As the students worked on the slides lessons emerged on color and contrast, font size, graphics, and more.  We all critiqued each slide with recommendations for improvement and the live collaboration was exciting to watch.  I was especially amused one day when a teacher was changing the background theme on all the slides instead of just his slide.  Let’s just say the students were not intimidated about using the comment button.  After a few comments between teacher and students there was an agreement to snip the desired background and insert it for the teacher.  Yes, my students took on the how can I help you role.  The slides are not perfect but they were 100% customized by the students.

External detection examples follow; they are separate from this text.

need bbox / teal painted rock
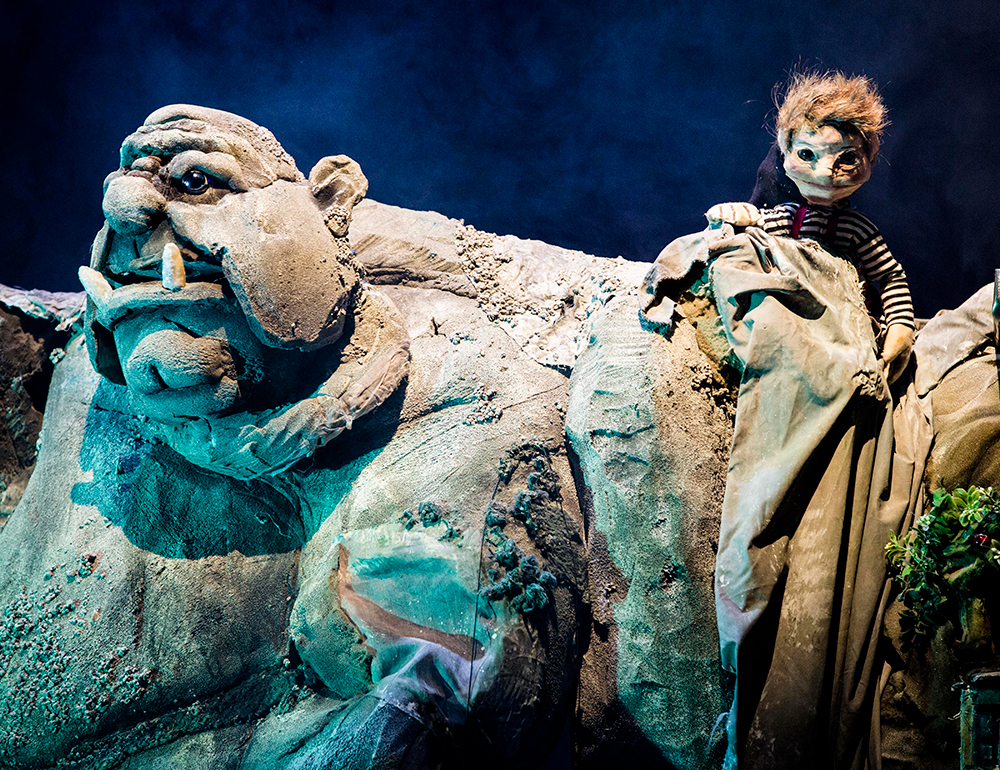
[566,297,735,770]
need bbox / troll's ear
[309,155,368,236]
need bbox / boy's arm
[858,217,916,384]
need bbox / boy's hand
[705,203,763,228]
[882,324,913,385]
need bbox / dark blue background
[0,0,1000,316]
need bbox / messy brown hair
[775,71,889,161]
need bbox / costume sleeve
[761,206,794,238]
[857,218,916,329]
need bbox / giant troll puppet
[9,106,984,770]
[0,106,752,770]
[0,106,584,770]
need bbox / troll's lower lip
[80,267,228,329]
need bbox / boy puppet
[706,72,914,382]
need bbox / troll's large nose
[104,175,167,236]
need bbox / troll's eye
[180,168,212,195]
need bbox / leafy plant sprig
[885,487,1000,648]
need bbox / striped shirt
[762,203,915,329]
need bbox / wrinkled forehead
[121,105,304,182]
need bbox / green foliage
[885,487,1000,647]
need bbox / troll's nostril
[104,176,167,235]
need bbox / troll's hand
[705,203,761,228]
[882,324,913,385]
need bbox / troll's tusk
[163,243,187,291]
[77,265,112,312]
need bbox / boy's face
[784,126,871,206]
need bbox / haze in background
[0,0,1000,316]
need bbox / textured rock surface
[881,285,1000,770]
[0,286,83,529]
[0,188,640,768]
[566,295,732,770]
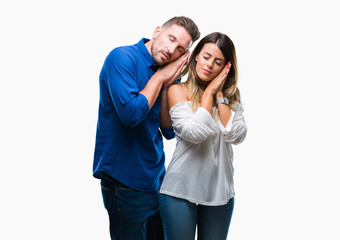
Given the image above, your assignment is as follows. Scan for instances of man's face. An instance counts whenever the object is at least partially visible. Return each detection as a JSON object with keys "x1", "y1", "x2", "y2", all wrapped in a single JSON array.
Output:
[{"x1": 151, "y1": 24, "x2": 192, "y2": 66}]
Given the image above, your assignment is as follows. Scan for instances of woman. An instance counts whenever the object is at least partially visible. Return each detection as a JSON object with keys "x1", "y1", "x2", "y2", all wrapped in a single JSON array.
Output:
[{"x1": 160, "y1": 32, "x2": 247, "y2": 240}]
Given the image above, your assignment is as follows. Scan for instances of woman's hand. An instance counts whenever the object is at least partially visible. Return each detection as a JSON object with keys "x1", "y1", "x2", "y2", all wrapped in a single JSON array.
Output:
[{"x1": 206, "y1": 62, "x2": 231, "y2": 97}]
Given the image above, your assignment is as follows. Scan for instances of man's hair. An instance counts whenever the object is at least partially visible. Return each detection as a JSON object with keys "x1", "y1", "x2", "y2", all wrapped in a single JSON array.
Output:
[{"x1": 162, "y1": 16, "x2": 201, "y2": 42}]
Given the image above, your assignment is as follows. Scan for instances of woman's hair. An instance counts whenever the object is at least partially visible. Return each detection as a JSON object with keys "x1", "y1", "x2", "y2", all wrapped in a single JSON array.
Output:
[{"x1": 181, "y1": 32, "x2": 241, "y2": 111}]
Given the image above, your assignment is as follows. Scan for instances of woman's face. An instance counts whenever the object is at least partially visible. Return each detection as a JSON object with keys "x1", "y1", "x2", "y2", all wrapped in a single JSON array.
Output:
[{"x1": 195, "y1": 43, "x2": 226, "y2": 82}]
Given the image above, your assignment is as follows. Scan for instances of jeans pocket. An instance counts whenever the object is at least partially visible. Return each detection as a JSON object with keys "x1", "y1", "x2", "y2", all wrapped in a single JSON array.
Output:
[{"x1": 100, "y1": 183, "x2": 110, "y2": 210}]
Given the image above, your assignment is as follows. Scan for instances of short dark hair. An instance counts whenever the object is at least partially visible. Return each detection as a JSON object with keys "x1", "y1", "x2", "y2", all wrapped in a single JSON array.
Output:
[{"x1": 162, "y1": 16, "x2": 201, "y2": 42}]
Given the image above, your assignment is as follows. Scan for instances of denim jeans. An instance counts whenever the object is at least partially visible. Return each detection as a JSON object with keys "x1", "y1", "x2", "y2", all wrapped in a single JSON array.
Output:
[
  {"x1": 159, "y1": 194, "x2": 234, "y2": 240},
  {"x1": 101, "y1": 176, "x2": 164, "y2": 240}
]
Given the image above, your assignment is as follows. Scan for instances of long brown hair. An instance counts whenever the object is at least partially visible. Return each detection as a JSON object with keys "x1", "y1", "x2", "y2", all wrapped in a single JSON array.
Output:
[{"x1": 182, "y1": 32, "x2": 241, "y2": 110}]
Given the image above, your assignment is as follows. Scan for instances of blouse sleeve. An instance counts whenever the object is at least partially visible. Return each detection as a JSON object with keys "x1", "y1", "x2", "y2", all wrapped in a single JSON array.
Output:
[
  {"x1": 218, "y1": 105, "x2": 247, "y2": 145},
  {"x1": 170, "y1": 102, "x2": 216, "y2": 144}
]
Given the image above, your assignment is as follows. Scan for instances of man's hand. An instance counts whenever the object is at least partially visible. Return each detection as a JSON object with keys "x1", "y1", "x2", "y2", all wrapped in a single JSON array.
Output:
[{"x1": 154, "y1": 51, "x2": 190, "y2": 87}]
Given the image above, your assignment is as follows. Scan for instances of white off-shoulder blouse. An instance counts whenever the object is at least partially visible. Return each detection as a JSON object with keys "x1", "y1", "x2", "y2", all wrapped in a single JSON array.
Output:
[{"x1": 160, "y1": 101, "x2": 247, "y2": 206}]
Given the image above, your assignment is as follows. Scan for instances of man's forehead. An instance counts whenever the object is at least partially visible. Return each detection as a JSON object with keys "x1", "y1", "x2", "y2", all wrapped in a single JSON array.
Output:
[{"x1": 163, "y1": 24, "x2": 193, "y2": 50}]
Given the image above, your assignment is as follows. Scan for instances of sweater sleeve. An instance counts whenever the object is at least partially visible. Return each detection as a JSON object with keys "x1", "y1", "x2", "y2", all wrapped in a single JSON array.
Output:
[
  {"x1": 102, "y1": 48, "x2": 149, "y2": 127},
  {"x1": 218, "y1": 105, "x2": 247, "y2": 145},
  {"x1": 170, "y1": 102, "x2": 216, "y2": 144}
]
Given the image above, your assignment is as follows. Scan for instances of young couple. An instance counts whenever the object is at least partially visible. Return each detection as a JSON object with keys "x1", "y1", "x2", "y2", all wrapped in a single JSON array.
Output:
[{"x1": 93, "y1": 17, "x2": 247, "y2": 240}]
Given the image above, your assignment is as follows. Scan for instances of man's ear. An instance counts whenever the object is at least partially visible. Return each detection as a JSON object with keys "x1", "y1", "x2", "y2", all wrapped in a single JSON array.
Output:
[{"x1": 153, "y1": 27, "x2": 162, "y2": 39}]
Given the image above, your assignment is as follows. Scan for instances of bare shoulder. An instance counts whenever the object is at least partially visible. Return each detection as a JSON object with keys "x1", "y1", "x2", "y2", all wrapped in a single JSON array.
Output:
[{"x1": 168, "y1": 83, "x2": 189, "y2": 108}]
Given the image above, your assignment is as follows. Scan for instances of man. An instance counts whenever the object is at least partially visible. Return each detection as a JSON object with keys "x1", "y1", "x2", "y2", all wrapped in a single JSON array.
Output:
[{"x1": 93, "y1": 17, "x2": 200, "y2": 240}]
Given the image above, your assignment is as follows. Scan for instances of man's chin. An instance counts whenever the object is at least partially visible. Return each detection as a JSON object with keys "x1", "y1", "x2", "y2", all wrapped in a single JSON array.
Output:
[{"x1": 155, "y1": 58, "x2": 168, "y2": 67}]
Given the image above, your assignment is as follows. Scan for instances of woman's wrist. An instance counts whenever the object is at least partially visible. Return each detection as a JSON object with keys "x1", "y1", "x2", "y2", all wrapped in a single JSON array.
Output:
[{"x1": 216, "y1": 91, "x2": 223, "y2": 100}]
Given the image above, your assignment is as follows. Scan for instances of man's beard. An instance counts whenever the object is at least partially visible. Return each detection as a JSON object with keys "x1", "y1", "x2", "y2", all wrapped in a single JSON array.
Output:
[{"x1": 151, "y1": 42, "x2": 171, "y2": 67}]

Next, they saved the Google presentation as a PowerPoint.  It’s recommended to check the slides with this transition because there can be some formatting changes.  Once in PowerPoint they saved it as a movie file.  Yup, than they uploaded into my YouTube account and used the copyright free music in YouTube to complete the video.  So now we have a video link that can be shared on the student news show and  posted on the school’s social media accounts.  I took the saved movie file and uploaded it onto our scrolling TV at the front entrance of the school for everyone to see the books we love to read.

This was a simple student driven multi-step process that showcased literacy, modeled tools and collaboration, and was shared with the entire learning community.  It's exciting to see teachers gaze at the TV watching for their slide to appear. I know in the future we will continue to host more programming using these same tools and techniques.